The pinnacle of this poem comes when you realize what Wordsworth is actually saying and concluding about loss. The sense of sadness we experience from something lost isn’t from what or who we actually lost, but rather it’s from what we have have imagined or perceived the thing gone to be or have been to us, not necessarily what it actually is. This is the whole point! Wordsworth is trying to get us to see, or maybe he isn’t trying to get us to see it because he’s only wrestling through his own ideas here, but I think it’s safe to say that in the end, Wordsworth realizes that perception is reality. Your memories of what you lost are clouded by whatever your perception of that thing was and so whether or not it was good or bad, that is the taste you are left with.

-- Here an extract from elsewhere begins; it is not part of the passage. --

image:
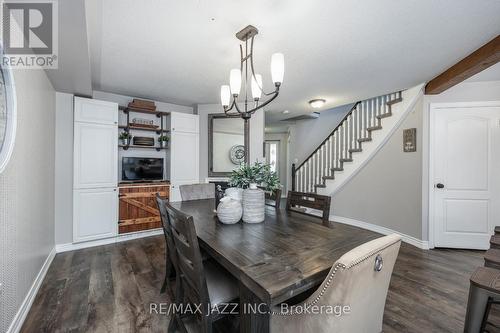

It’s a hard thing to grapple with - loss. Loss of someone, loss of life, loss of a job, house, etc. Sometimes we lose big things or people who play big roles in our lives, and how are we supposed to cope with that? Or how are we supposed to just age and not let life jade us and make us cynical and bitter? Why are we always looking behind with rose colored glasses rather than looking forward that way? Well I think Wordsworth shows us, through his own struggles and strife that it’s okay to struggle and strive and challenge and be upset and angry. Those feelings are good and those emotions are healthy, as long as we keep moving. He didn’t stop and fester in his self-loathing or give up once he landed there. He pushed on, he kept writing, he kept struggling. In the end, it paid off for him - he saw the fountains, meadows, and hills again and he returned to his first love. His message of loss is all about perception being reality and when you lose something, don’t stop looking for it.